Bernhard war Kapitän und der Grabstein ist den alten Seefahrergrabsteinen nachempfunden, im Giebel mit den Symbolen Glaube, Liebe, Hoffnung und am Ende mit der prägnanten Inschrift „UUN ÜS JONGEN LEWE WI WIDJER“ (In unseren Kindern leben wir weiter).

Eine friesische Inschrift – „Uun Jesus as rau an frees“ – lesen wir auch auf einem Holzkreuz neben einer Bank am Wattufer nördlich von Nebel. Es wurde etwa um 1900 gestiftet von dem schon genannten Küster und Lehrer Bandix Bonken und später erneuert. Inselgäste übersetzen diese Inschrift gelegentlich mit „Jesus war ein rauer Friese“.

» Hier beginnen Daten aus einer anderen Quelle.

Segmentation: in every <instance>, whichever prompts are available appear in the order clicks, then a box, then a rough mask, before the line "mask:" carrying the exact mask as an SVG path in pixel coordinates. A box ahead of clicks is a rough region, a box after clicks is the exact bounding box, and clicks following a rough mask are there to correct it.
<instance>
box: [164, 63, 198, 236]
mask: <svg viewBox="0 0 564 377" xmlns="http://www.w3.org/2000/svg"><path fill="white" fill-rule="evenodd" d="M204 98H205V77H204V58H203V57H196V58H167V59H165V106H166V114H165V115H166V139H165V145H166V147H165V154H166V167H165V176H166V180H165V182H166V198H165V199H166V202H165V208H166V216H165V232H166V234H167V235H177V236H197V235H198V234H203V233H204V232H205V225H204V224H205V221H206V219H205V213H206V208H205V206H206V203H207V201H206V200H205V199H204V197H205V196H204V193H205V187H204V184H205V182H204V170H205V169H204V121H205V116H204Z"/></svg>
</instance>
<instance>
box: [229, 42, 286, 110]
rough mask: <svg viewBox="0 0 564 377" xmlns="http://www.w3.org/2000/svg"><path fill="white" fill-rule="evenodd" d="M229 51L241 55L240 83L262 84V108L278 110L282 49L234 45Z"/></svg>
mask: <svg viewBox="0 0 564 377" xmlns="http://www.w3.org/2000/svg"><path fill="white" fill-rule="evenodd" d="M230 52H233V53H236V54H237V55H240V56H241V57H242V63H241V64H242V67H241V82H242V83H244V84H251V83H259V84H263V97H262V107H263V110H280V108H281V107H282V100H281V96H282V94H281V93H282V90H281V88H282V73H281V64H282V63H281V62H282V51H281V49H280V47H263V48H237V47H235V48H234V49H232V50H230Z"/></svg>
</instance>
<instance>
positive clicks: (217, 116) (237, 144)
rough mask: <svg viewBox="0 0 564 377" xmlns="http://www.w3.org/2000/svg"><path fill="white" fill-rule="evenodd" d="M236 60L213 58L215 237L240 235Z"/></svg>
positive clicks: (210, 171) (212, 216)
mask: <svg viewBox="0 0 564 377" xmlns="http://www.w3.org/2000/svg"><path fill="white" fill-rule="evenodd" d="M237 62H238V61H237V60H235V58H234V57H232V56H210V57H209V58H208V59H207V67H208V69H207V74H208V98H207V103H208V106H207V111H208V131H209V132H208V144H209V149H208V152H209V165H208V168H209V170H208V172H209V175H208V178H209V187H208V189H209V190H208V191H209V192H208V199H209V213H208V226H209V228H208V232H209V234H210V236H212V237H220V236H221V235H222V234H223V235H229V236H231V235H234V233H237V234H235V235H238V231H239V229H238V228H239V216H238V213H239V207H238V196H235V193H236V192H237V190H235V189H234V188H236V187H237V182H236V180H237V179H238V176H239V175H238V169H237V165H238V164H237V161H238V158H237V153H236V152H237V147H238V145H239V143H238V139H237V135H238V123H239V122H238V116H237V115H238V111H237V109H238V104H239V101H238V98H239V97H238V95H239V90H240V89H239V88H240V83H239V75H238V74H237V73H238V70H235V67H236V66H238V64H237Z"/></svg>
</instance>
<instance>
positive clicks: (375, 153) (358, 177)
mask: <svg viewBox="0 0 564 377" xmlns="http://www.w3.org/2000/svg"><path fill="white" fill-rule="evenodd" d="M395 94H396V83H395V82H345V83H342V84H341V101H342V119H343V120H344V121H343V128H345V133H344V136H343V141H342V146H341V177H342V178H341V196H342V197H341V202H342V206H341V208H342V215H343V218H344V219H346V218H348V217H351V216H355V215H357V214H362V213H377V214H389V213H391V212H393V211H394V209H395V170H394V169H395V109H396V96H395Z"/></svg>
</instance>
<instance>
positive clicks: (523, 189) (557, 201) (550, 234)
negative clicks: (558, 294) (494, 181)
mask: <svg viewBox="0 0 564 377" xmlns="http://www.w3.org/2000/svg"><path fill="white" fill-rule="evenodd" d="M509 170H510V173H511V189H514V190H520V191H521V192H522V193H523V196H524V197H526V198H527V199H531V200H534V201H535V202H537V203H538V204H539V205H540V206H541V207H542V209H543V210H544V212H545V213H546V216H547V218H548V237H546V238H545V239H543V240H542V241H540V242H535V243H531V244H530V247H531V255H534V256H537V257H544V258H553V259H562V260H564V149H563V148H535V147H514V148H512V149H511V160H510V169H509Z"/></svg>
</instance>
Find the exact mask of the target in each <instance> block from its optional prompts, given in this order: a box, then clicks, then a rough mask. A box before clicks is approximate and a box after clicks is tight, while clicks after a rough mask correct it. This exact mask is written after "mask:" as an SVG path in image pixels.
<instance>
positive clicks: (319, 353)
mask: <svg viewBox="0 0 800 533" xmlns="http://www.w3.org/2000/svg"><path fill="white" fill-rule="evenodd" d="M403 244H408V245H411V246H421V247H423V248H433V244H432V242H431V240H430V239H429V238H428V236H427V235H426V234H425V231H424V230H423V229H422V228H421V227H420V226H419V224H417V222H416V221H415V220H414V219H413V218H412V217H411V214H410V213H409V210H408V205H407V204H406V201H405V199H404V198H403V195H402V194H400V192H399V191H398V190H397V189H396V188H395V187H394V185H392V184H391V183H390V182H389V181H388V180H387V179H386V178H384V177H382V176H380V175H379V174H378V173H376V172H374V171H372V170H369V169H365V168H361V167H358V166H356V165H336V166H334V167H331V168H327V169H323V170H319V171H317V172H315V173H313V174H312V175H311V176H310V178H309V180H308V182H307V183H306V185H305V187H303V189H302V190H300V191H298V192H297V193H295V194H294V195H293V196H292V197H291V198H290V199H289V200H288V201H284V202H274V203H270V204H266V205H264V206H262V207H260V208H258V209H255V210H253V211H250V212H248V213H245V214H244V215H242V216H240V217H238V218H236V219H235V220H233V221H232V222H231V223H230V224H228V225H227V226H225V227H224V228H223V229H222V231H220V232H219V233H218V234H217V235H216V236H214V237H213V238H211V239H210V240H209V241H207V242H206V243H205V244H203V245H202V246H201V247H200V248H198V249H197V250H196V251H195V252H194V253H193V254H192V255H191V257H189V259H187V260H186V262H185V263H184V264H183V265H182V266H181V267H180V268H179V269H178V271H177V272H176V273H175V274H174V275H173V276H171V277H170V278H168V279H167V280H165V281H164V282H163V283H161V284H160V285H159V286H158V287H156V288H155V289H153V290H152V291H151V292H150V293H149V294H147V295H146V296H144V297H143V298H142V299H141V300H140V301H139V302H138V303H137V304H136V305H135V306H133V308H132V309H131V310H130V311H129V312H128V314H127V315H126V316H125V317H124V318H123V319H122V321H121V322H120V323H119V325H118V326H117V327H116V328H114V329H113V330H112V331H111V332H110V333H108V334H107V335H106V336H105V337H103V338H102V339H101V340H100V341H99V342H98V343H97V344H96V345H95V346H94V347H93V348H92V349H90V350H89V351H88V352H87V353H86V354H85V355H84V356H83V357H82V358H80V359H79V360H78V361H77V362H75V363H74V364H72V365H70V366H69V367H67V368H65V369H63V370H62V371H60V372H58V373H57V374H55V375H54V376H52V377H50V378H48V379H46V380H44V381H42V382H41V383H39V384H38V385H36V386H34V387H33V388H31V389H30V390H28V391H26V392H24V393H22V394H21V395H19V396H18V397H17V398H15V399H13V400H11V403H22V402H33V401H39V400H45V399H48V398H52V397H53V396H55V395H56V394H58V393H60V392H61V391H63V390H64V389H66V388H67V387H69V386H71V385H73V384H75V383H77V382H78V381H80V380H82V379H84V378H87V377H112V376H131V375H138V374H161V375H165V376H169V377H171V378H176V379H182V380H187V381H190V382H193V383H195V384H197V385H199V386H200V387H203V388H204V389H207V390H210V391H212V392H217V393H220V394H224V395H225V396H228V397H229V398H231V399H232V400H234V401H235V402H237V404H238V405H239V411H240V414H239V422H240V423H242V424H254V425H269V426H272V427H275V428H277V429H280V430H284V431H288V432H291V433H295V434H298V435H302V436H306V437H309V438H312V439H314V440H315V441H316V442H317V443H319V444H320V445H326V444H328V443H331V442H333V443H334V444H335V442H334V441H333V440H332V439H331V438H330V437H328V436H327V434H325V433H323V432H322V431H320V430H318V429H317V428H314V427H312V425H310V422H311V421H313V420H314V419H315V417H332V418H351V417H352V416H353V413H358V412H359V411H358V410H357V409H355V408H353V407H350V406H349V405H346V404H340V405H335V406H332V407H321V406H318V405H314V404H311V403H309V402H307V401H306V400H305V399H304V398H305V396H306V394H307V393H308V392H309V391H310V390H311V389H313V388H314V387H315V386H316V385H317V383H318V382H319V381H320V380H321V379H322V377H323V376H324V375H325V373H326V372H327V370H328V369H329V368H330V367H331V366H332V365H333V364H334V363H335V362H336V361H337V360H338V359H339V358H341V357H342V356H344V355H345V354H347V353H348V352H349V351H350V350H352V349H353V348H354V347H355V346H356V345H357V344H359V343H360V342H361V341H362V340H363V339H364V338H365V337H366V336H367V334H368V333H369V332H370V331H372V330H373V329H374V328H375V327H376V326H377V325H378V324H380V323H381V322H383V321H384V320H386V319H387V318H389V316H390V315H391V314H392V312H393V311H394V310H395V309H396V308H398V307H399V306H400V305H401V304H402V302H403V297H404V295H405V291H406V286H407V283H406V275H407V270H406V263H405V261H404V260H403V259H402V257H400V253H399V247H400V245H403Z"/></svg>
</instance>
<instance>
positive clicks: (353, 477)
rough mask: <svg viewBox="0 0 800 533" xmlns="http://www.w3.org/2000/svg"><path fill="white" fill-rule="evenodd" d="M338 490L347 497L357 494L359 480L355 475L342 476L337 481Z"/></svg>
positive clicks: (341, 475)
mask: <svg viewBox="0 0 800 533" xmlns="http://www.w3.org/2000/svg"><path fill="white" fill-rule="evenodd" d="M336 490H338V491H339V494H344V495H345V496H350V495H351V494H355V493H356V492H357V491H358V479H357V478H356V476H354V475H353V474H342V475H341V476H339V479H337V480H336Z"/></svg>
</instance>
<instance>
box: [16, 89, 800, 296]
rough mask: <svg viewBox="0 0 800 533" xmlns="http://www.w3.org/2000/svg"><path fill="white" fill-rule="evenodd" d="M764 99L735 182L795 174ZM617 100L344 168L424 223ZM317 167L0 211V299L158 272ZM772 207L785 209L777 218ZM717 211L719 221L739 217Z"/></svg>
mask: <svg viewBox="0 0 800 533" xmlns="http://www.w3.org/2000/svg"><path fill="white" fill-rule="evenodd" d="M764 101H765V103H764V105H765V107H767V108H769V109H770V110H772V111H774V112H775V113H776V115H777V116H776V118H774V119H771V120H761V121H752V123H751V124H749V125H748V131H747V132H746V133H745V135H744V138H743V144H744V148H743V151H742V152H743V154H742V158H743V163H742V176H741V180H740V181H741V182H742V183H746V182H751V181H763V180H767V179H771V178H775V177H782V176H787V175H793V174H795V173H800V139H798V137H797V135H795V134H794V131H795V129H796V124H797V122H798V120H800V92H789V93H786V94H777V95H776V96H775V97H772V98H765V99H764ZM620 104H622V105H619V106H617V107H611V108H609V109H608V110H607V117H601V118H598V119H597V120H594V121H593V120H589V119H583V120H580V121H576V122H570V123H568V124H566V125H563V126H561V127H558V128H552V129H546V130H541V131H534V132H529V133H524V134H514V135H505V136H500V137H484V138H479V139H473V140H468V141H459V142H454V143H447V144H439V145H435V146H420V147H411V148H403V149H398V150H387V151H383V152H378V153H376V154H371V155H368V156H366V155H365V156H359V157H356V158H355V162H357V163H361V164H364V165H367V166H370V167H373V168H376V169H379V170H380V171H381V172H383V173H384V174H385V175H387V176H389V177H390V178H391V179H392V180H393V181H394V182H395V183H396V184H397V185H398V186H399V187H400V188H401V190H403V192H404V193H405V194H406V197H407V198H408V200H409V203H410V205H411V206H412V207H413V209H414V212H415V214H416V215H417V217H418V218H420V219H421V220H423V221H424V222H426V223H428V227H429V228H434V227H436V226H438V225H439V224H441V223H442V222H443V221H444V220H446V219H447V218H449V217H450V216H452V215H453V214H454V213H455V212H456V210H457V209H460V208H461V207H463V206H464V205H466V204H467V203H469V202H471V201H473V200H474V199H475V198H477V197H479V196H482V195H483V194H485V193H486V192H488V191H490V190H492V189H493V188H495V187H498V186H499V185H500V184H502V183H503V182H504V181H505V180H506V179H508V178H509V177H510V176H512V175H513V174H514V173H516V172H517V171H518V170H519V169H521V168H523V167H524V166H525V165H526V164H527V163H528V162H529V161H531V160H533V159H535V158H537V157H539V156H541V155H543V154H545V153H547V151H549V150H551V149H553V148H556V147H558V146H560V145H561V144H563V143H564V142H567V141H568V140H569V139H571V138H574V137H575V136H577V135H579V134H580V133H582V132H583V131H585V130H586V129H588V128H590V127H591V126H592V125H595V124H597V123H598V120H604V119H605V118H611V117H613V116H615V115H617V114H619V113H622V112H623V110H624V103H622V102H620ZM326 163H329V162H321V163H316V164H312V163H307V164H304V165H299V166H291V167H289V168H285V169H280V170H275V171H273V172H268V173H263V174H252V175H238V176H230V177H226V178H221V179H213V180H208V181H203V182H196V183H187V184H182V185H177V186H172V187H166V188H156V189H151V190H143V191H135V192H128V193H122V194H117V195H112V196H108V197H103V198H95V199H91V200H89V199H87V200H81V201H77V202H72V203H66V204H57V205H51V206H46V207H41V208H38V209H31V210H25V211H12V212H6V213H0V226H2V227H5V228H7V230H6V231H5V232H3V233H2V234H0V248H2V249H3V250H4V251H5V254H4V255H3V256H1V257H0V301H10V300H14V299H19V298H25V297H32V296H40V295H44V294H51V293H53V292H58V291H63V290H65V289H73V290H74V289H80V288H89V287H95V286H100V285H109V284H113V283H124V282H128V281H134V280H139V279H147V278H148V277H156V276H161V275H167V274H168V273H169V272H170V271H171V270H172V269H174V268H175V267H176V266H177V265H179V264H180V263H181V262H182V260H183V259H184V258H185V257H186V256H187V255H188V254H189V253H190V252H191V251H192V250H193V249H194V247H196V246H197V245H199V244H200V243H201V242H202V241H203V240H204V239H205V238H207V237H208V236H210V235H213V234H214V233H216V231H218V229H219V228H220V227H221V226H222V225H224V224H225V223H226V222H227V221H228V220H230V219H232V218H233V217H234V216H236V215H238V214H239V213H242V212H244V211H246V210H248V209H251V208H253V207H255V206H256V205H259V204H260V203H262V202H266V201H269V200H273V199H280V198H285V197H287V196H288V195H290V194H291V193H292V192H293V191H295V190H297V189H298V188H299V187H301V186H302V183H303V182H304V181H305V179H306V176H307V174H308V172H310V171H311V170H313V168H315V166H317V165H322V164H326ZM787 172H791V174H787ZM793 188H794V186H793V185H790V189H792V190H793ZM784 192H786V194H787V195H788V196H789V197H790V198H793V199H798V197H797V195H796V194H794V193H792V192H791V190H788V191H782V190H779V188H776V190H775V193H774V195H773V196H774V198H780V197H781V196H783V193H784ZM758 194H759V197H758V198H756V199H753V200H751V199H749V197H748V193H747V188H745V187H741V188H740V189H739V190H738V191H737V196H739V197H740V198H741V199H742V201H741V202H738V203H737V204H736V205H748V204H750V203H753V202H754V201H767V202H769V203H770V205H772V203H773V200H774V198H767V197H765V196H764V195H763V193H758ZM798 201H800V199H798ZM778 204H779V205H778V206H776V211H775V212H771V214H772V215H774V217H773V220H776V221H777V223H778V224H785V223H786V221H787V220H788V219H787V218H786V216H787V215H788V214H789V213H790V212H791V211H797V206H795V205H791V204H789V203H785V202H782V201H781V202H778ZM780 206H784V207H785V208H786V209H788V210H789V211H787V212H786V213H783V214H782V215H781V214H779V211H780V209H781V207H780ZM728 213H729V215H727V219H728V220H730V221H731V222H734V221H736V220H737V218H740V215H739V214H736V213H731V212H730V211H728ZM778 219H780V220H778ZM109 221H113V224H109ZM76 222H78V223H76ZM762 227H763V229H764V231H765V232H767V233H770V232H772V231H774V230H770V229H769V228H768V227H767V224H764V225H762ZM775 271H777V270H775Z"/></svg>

Inselgäste fragen nicht selten nach dem Zustand des Öömrang und äußern die Sorge, ob sich die auf eine kleine Landschaft – Föhr und Amrum – beschränkte Sprache bewahren läßt. Gefragt wird auch nach dem Bemühen in der Schule, die ja immerhin „Öömrang skuul“ heißt. In der Inselgemeinschaftsschule wird in den ersten Klassen wöchentlich eine Stunde Friesischunterricht erteilt. Für die älteren Schüler gibt es eine freiwillige AG. Und diese Fakten machen deutlich, dass die Schule kaum eine Grundlage für die Bewahrung der Sprache ist. Es kommt ausschließlich darauf an, dass im Elternhaus friesisch gesprochen wird!

Ein anderes Fanal des Öömrang sind seit einigen Jahren die Theateraufführungen, zunächst der Gruppe TheNo (Theater Norddorf), durch die Initiative des Ehepaares Ruth ins Leben gerufen, gefolgt von der in Süddorf beheimateten Öömrang Theooterskööl der Initiatoren Annegret Wollny und Jürgen Krahmer. Beide Theatergruppen wechseln sich Jahr um Jahr mit einer Aufführung in den Wintermonaten ab, und das Merkmal ihrer Stücke ist die Tatsache, dass sie ganz überwiegend auf Friesisch und von den hochbegabten Autoren beider Gruppen verfasst sind. Dabei spielen natürlich lokale Ereignisse und Eigenschaften die größte Rolle, und deshalb sind die Aufführungen außerordentlich beliebt und die Säle immer voll. Großen Erfolg hatte auch eine Aufführung zum Thema „Hark Olufs“, Initiator Kai Quedens, vor einigen Jahren im Gemeindehaus Norddorf.

Schließlich sei noch darauf hingewiesen, dass es auch im Wohnungsanzeiger bzw. im Inselprospekt an Friesisch nicht fehlt. Etliche Häuser, sogar im hochdeutschen Wittdün, haben friesische Namen. In Norddorf gibt es z. B. Waastwinj (Westwind), Wosmaaren (Frühlingsmorgen), Strunluper (Strandgänger) und in Nebel Waashüs (Wattenhaus), Widj auert lun (Weit übers Land). In Norddorf heißt eine renommierte Gaststätte „Ual Öömrang Wiartshüs“ und in Wittdün eine ganz neu eröffnete Wohnsiedlung „Üüs aran“, unser Zuhause.